TRAZIONE A VAPORE

Con l'inaugurazione della strada ferrata Napoli - Portici avvenuta nel 1839 ebbe inizio nel nostro paese l'epoca della trazione a vapore.
Protagoniste assolute divennero nel tempo, locomotive progettate dalle diverse amministrazioni ferroviarie costituitesi nel 1905 in Ferrovie dello Stato. Le FS istituirono in seguito un proprio gabinetto di progettazione avvalendosi delle conoscenze tecniche di illustri personaggi forgiati da prestigiosi istituti.
Celebri in tutto il mondo per eleganza, affidabilità e meccanica innovativa, le locomotive a vapore FS hanno trainato per oltre un secolo ogni tipo di convoglio lungo tutta la penisola.

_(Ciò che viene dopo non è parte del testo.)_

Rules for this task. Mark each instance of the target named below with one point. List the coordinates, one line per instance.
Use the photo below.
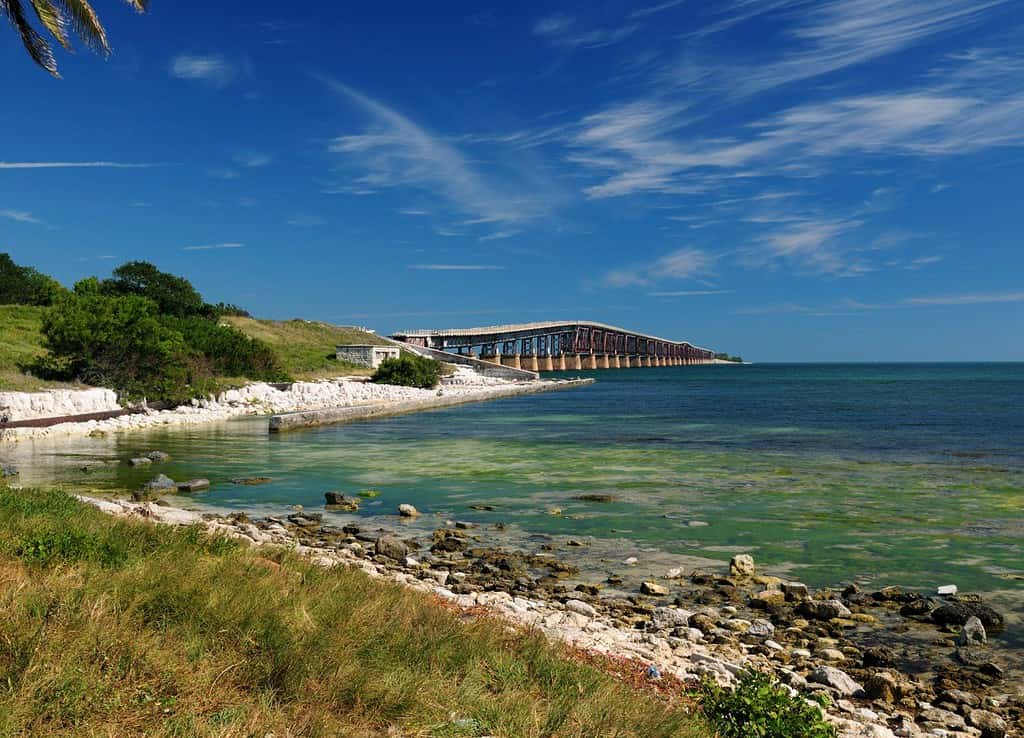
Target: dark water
(907, 474)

Sarebbe ovvio attribuire a queste macchine la più alta concentrazione di patine e residui, considerato che per il loro funzionamento sono necessarie grandi quantità di carbone, acqua e lubrificanti, o per l'emissione dei fumi derivati dalla combustione.
Esaminando però le innumerevoli fotografie d'inizio secolo scorso, si può notare come queste siano ritratte sempre tirate a lucido, come appena uscite di fabbrica.
La spiegazione sta nel fatto che in quegli anni ai ferrovieri ed in particolar modo ai macchinisti, venivano imposte regole ferree e disciplina sulla condotta dei treni, la mancata economia nella gestione delle scorte o peggio, la scarsa manutenzione della locomotiva (con conseguenti ripercussioni sul servizio), erano considerate negligenze gravissime, passibili di pesanti decurtazioni sul salario.
La cura della macchina inoltre era elemento di distinzione; al Maestro ed al suo fuochista frequentemente veniva assegnata una locomotiva che con dedizione ed astuzie dettate dall'esperienza, avrebbero condotto fino al termine della propria carriera.



A partire dal dopoguerra, l'elettrificazione capillare della rete e l'immissione in servizio di locomotive diesel segnarono il lento declino per la trazione a vapore, che ad ogni modo giunse fino al termine degli anni '70 dove numerose locomotive svolgevano ancora servizio regolare; oltre a quelle titolari dei treni locali e merci sulle secondarie FS, molte erano impiegate in faticosi turni di manovra negli scali ed impianti di media importanza, mentre altre furono accantonate come riserva nei principali depositi locomotive.
Fu questo forse il periodo in cui l'aspetto delle nostre vaporiere appariva più trasandato, complice il fatto che alla scadenza delle revisioni, ritenute ormai sconvenienti, veniva preferita la fiamma ossidrica all'invio in officina.



Le tracce più evidenti di residui si trovano presso ruote e biellismo, dove il grasso di lubrificazione misto alla polvere forma una patina nero-grigiastra.
Lungo la caldaia, sedimenti e formazioni calcaree si formano in prossimità di valvole, raccordi e tubature ed inoltre per effetto del calore e della fuliggine di ricaduta dallo scappamento, si riscontra una opacizzazione uniforme delle lamiere.
Sul tender infine si possono riscontrare tracce di sporco dovute all'accumulo del carbone ed al traboccamento dell'acqua durante le operazioni di rifornimento.